Effects of three fluoroquinolones on QT interval in healthy adults after single doses
- PMID: 12709719
- DOI: 10.1016/s0009-9236(03)00009-2
Effects of three fluoroquinolones on QT interval in healthy adults after single doses
Abstract
Objective: A clinical trial was conducted in healthy adult volunteers to assess the effect of levofloxacin, moxifloxacin, and ciprofloxacin on the QT and QTc interval.
Methods: Electrocardiograms were recorded 24 hours before and after subjects took placebo, 1000 mg levofloxacin, 800 mg moxifloxacin, and 1500 mg ciprofloxacin in a double-blind, randomized, 4-period, 4-treatment, 4-sequence crossover trial. Changes in QT and QTc interval from baseline were assessed by several different methods.
Results: Increases in QT and QTc interval compared with placebo were consistently greater after moxifloxacin compared with either levofloxacin or ciprofloxacin. The mean postdose change from baseline QTc (Bazett) intervals for the 24-hour period after treatment with moxifloxacin ranged from 16.34 to 17.83 ms (P < .001, compared with placebo). For levofloxacin, this change ranged from 3.53 to 4.88 ms (P < .05, compared with placebo), and for ciprofloxacin, this change ranged from 2.27 to 4.93 ms (P < .05, compared with placebo, with the use of 3 of 5 baseline methods).
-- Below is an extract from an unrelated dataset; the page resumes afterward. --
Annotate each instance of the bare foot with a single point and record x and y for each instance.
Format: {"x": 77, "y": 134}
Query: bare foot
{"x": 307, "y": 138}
Conclusions: A change in QTc (Bazett) interval from baseline can be demonstrated safely in healthy volunteers after single high doses of fluoroquinolones that achieve approximately 1.5 times the maximum plasma drug concentration that occurs after recommended doses. There is substantial daily variation in both QT and QTc interval, and the magnitude and frequency of changes in QTc interval can depend on the methods used. These factors need to be considered because clinical trials measuring the effects of drugs on QT intervals are used to estimate the risk of using these drugs. Greater changes in QT and QTc intervals after treatment with moxifloxacin compared with levofloxacin or ciprofloxacin are consistent with in vitro observations related to the effect of these drugs on rapid potassium (IK(r)) channels. The clinical relevance of these differences is not known.